Nothing To See Here: DA Behaved Correctly on Dion George
The Editorial Board
– January 19, 2026
4 min read
Recent media reports have portrayed the Democratic Alliance (DA) as paralysed by internal division over the Dion George matter. That framing is misdirection.
A statement on the matter from the party’s Federal Council showed the DA wished to pursue a structured, procedural response to the matter, rooted in party governance, not factional warfare.
It is worth quoting from that statement: “It is unfortunate that Dr George has resigned before answering a pending disciplinary before the DA’s Federal Legal Commission (FLC). These include: 1. Allegations that staff appointments to his ministerial office were done in a way that unjustifiably raised their salaries, at public expense; 2. Allegations that staff in his ministry sought departmental information to pursue internal party-political matters; 3. Bringing the party into disrepute through the media. It would have been preferable for Dr George to go through the FLC process to test the veracity of these allegations.”
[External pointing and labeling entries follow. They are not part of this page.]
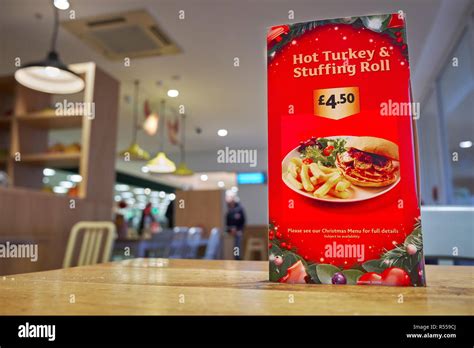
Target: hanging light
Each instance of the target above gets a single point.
(50, 75)
(150, 126)
(182, 166)
(161, 164)
(134, 152)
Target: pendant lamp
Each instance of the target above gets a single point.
(161, 164)
(183, 168)
(50, 75)
(134, 151)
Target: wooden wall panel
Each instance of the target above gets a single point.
(46, 219)
(201, 208)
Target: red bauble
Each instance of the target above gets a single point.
(395, 21)
(296, 274)
(395, 276)
(370, 278)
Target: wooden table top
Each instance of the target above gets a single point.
(178, 287)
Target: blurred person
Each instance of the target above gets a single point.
(235, 223)
(146, 220)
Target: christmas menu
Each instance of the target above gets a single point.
(343, 201)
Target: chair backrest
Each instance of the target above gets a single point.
(93, 242)
(160, 243)
(213, 245)
(178, 244)
(192, 242)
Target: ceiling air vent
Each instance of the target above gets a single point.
(132, 34)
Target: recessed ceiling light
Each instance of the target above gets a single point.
(48, 172)
(127, 194)
(66, 184)
(61, 4)
(121, 187)
(173, 93)
(59, 189)
(74, 178)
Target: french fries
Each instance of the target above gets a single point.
(317, 179)
(293, 169)
(307, 185)
(295, 183)
(342, 185)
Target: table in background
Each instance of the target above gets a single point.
(157, 286)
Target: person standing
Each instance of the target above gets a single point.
(235, 223)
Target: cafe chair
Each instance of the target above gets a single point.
(213, 249)
(160, 244)
(255, 245)
(193, 242)
(97, 239)
(178, 244)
The statement is measured. It does not declare guilt. It explicitly notes that it would have been preferable for the FLC process to run its course so that the veracity of various allegations could be tested. That is the language of due process, not internal warfare or political chaos.
Dr George’s resignation has foreclosed that process. He may yet defend his actions in the public sphere as a private citizen, but within the party he has left unanswered questions behind.
It is overlooked, too, that President Cyril Ramaphosa signed off on George’s removal from the Cabinet. That fact is often omitted in narratives, but is essential to address the suggestion, implicit in some commentary, that concerns about George’s conduct were merely internal DA factional politics and that his performance in government was stellar.
On the contrary, there were serious questions about whether actions taken within his department, especially with regards to the wildlife industry, posed risks to the rural economy. Dr George was plainly an opponent of the hunting industry, as is his right as a private citizen.
But as a Cabinet minister, to whatever extent he forced those views into government policy, that posed a risk to the rural economy. And in a country with South Africa’s levels of rural poverty and unemployment, as both Mr Ramaphosa and Mr Steenhuisen well understood, those concerns could not simply be waved away.